Paine also produced The Age of Reason, attacking the claims of Christianity. He criticised the Old Testament as being untrue and immoral and claimed that the Gospels were contradictory. This caused further outrage and lost him popularity with many of his earlier supporters, including Blake.
Religious and political dissent
Paine's main themes in The Rights of Man chimed in with the beliefs of many of the Christian sects which abounded in England at the end of the 18th century. These sects were called Dissenters because they did not agree with the establishment of a state church with the monarch at its head. Most of them would have been seen as politically revolutionary, since they rejected monarchy, hierarchy in state and church and espoused equal rights for all people. They were the descendants of the sects which had flourished after the English Civil War in the previous century, such as the Levellers.

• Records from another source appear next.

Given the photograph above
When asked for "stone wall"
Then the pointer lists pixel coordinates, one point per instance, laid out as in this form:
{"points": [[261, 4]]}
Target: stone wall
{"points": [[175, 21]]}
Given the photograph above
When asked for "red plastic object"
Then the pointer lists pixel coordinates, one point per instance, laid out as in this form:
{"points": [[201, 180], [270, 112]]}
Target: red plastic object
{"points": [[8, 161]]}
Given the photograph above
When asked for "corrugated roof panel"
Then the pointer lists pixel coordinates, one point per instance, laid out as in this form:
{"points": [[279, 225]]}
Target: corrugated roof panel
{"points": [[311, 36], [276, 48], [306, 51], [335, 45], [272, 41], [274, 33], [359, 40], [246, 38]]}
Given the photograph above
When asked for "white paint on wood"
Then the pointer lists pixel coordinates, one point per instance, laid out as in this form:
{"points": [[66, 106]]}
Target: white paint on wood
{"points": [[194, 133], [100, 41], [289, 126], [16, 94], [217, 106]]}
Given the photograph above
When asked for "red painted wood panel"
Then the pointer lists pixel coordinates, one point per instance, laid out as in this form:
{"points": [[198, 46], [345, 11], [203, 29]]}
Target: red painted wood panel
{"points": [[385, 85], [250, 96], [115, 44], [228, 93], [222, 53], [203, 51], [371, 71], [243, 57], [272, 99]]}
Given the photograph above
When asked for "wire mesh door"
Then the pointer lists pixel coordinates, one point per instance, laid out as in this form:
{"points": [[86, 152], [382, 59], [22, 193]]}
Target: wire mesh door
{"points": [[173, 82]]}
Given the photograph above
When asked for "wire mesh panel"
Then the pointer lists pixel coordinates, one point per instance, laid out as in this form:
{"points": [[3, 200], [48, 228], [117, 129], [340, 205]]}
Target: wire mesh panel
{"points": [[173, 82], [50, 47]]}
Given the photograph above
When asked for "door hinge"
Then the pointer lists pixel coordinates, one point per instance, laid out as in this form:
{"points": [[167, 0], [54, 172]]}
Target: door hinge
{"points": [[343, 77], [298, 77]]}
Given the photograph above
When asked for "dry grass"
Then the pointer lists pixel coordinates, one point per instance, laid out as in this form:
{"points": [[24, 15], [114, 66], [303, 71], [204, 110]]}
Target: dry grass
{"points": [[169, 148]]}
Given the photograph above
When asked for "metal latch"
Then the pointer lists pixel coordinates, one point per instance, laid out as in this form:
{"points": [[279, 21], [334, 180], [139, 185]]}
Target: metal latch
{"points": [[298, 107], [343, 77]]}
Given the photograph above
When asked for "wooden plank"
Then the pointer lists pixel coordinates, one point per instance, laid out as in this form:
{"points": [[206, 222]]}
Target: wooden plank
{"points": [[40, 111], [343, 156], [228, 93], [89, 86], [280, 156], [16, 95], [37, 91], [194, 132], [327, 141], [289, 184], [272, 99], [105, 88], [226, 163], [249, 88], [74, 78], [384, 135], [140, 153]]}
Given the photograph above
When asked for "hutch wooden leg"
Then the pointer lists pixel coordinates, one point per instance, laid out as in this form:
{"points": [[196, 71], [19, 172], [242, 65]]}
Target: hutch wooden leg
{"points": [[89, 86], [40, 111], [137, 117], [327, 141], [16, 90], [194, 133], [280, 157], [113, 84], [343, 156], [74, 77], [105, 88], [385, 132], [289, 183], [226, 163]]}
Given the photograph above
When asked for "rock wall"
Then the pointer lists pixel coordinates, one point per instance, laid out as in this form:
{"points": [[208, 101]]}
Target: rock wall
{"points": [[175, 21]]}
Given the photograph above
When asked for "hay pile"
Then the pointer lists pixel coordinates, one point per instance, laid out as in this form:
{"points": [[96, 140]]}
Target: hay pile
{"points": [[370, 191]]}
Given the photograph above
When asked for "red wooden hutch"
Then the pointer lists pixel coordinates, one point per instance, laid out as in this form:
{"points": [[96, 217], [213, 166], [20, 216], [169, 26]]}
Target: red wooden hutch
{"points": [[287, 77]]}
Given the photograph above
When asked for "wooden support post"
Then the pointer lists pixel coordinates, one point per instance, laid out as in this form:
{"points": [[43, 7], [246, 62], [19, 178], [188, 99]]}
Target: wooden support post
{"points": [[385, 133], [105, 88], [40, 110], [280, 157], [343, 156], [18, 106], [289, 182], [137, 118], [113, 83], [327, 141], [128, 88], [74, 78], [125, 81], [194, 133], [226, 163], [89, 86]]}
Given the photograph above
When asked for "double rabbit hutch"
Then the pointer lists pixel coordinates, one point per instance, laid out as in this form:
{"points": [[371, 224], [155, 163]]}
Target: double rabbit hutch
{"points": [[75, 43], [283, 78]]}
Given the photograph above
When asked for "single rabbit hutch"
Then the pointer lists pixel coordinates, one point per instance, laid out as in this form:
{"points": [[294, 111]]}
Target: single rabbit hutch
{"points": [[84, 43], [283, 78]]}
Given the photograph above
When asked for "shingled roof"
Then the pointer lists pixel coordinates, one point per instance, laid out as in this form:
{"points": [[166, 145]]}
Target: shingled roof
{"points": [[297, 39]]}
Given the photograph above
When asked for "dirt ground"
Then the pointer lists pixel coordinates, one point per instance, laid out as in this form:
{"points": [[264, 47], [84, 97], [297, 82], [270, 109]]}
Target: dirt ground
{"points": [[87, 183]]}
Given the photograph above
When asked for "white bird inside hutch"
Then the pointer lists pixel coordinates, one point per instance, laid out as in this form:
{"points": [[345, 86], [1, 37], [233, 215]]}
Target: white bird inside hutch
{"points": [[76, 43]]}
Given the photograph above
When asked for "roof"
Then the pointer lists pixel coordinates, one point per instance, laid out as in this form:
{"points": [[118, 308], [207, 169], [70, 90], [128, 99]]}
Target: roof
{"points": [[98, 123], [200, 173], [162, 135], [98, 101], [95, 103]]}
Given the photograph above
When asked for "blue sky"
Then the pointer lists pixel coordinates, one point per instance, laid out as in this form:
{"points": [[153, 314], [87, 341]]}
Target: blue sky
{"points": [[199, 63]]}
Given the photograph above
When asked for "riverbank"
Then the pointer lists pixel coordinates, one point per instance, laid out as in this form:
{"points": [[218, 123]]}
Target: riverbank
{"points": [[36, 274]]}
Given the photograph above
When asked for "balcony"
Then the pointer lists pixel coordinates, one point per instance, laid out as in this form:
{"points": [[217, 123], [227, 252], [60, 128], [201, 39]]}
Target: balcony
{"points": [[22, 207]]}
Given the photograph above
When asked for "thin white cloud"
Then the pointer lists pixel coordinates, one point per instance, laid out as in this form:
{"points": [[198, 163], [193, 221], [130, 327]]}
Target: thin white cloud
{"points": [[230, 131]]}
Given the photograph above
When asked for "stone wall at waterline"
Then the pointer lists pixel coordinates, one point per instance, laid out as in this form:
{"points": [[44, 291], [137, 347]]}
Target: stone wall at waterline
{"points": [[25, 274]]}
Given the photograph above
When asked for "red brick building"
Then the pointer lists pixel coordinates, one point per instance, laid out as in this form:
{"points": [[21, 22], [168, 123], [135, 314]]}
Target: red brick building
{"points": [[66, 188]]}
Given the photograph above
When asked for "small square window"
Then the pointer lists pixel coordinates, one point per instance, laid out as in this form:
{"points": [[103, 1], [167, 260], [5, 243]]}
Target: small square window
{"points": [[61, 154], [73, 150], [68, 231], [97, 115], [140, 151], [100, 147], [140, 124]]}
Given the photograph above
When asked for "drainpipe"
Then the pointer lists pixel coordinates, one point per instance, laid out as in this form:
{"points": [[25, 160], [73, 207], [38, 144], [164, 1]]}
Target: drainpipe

The basic approach of the dissenters was summed up in a saying from a much earlier period:
Who was then the gentleman?'
They believed that government by royalty and with a system of hereditary power was wrong. It divided people into classes, giving civil rights only to the few while keeping the majority unnaturally poor. This was seen as a perversion. God did not intend this enslavement when he created human beings. ‘It was not so in the beginning' was the core belief. See Religious / philisophical context > Blake's religious world > Beliefs of Dissenters for further information.
Blake's response to politics
Blake moved among politically radical people but rarely entered wholeheartedly into any political movement, largely because most radicals were Deists or freethinkers. For example, he admired Thomas Paine for his support of equality and belief in the ideals of a non-hierarchical democracy. However, he disagreed strongly with Paine's Deist, anti-Christian beliefs.
Blake's initial support of the French Revolution was later tempered by his abhorrence of the violence it involved. He was also appalled to see that the revolutionaries quickly became tyrannical oppressors in their turn.